Aller au contenu principal

Dataiku (Data Exploration GUI)

Dataiku is a data science and machine learning platform designed to help organizations manage, analyze, and model data. It provides a collaborative environment for data scientists, analysts, and business users to work together across the data pipeline, from data preparation to model deployment.

Installation

Dependencies

Dataiku is provided as a Virtual Machine, not as a container image. There is no official support for containers, nor will there be in the forseeable future.

This is why we require KubeVirt to deploy our solution.

Configuration

Dataiku requires a lot of configuration and it is done in different steps.

Password

The VM has a user called dataiku with a default password set to dataiku.

However When the VM is launched at boot, the password will be set to a random value read from the secret dataiku-secrets.vmPassword

Network

Kubevirt assigns random mac address at every VMI creation. Meaning recreating a VMI breaks network because the expected mac address has changed.

To solve this, we delete the /etc/netplan/50-cloud-init.yaml which houses the expected mac address then run dhclient to obtain a new dynamic IP address.

Container execution

To avoid putting a lot of strain on the VM itself, Dataiku can offload processing jobs to containers that are executed in the same Kubernetes cluster.

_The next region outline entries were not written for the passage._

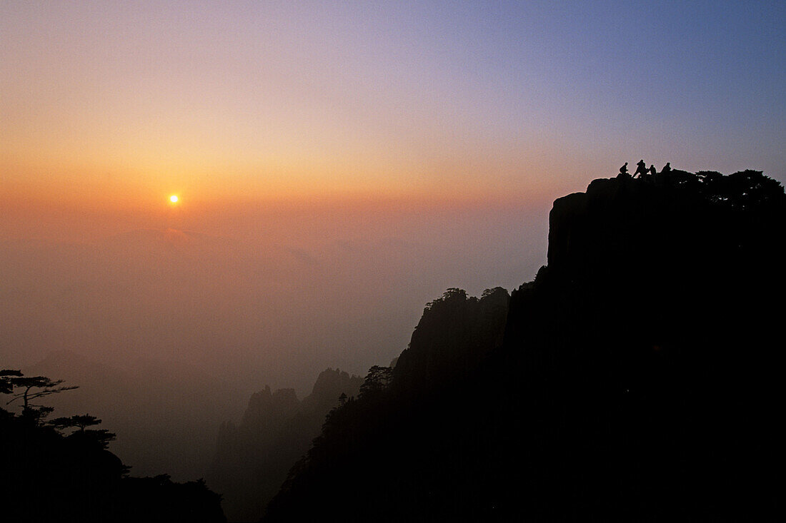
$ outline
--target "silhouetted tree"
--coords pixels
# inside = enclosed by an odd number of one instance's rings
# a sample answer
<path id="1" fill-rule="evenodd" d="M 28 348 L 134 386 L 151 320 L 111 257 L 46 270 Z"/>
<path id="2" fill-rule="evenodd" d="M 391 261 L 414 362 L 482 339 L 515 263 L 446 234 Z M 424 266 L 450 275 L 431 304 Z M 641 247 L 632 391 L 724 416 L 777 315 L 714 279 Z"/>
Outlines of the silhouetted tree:
<path id="1" fill-rule="evenodd" d="M 368 397 L 384 390 L 390 385 L 392 378 L 393 369 L 390 367 L 374 365 L 369 369 L 369 374 L 360 386 L 360 397 Z"/>
<path id="2" fill-rule="evenodd" d="M 45 376 L 25 377 L 20 375 L 18 376 L 10 378 L 9 381 L 10 382 L 12 387 L 14 389 L 21 389 L 22 390 L 21 392 L 17 393 L 12 393 L 13 397 L 6 404 L 10 404 L 13 401 L 21 398 L 24 401 L 23 408 L 24 410 L 35 406 L 30 403 L 31 400 L 79 388 L 79 386 L 75 385 L 60 386 L 61 383 L 62 383 L 64 380 L 58 379 L 53 381 Z M 34 391 L 34 389 L 40 389 L 41 390 Z"/>

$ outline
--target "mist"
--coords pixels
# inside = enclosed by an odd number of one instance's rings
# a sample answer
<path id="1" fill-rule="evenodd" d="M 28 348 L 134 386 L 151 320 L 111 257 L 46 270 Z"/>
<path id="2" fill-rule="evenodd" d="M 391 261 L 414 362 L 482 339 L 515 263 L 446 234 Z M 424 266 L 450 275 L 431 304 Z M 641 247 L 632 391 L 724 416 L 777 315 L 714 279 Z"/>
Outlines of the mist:
<path id="1" fill-rule="evenodd" d="M 533 277 L 546 216 L 270 206 L 159 223 L 64 214 L 48 227 L 42 212 L 0 243 L 0 357 L 79 386 L 50 404 L 99 413 L 134 473 L 193 479 L 252 393 L 269 385 L 302 398 L 328 368 L 365 375 L 406 348 L 446 288 L 479 294 Z"/>

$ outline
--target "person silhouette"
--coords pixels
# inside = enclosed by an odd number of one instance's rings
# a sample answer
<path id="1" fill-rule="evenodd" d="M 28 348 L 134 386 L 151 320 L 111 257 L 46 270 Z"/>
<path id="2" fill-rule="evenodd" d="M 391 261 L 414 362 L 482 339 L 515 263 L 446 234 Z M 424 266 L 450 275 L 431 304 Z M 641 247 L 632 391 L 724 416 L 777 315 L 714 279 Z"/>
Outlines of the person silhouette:
<path id="1" fill-rule="evenodd" d="M 634 177 L 636 177 L 637 174 L 647 174 L 647 164 L 644 163 L 643 159 L 640 159 L 638 163 L 636 164 L 636 172 L 634 173 Z"/>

This requires some configuration

Setup ports

To be able to communicate with these containers, Dataiku chooses ports from a wide range by default (1024-65536). This is unsuitable for security and scalability reasons. So we use sysctl to overwrite the local port range and the already reserved ports.

The default configuration will start from the main Dataiku port 11000 and keep 10 ports for dataiku and add 30 for container executions. You can overload it with these settings:

containerExecution:
portRange:
start: 11000
end: 11041
Other configuration

You can configure the rest using the default configuration as reference:

containerExecution:
name: "k8s-container"
description: "Kubernetes containerized execution environment"
setAsDefault: true # use this container execution by default instead of ones manually created by users
overwriteConfig: true # overwrite the configuration at every VM reboot
config:
rancherUrl: https://rancher.dh.artemis-ia.fr # kubernetes cluster url
repositoryURL: "gitea.dh.artemis-ia.fr/athea" # repository for pulling the image
dockerImage: "dataiku-container:13.3.1"
#kubernetesNamespace: "dataiku-containers" Overload the namespace, by default Dataiku uses the same namespace it is deployed in
kubernetesResourceRequestsCpu: 1
kubernetesResourceRequestsMemory: 4096
kubernetesResourceLimitsCpu: 2
kubernetesResourceLimitsMemory: 8192

Docker

Dataiku requires docker to be able to use containerized executions for things like visual recipes, kernel notebooks, and code environments

This means it must be able to push and pull from a registry.

docker:
registry: "gitea.dh.artemis-ia.fr"
username: "user"
password: "password"
insecure: False # whether your registry is HTTP or HTTPS to be able to configure docker's daemon.json

SSO & Groups

We also need to prepare custom groups with fine grained control as well as OIDC SSO to synchronize Keycloak users and groups.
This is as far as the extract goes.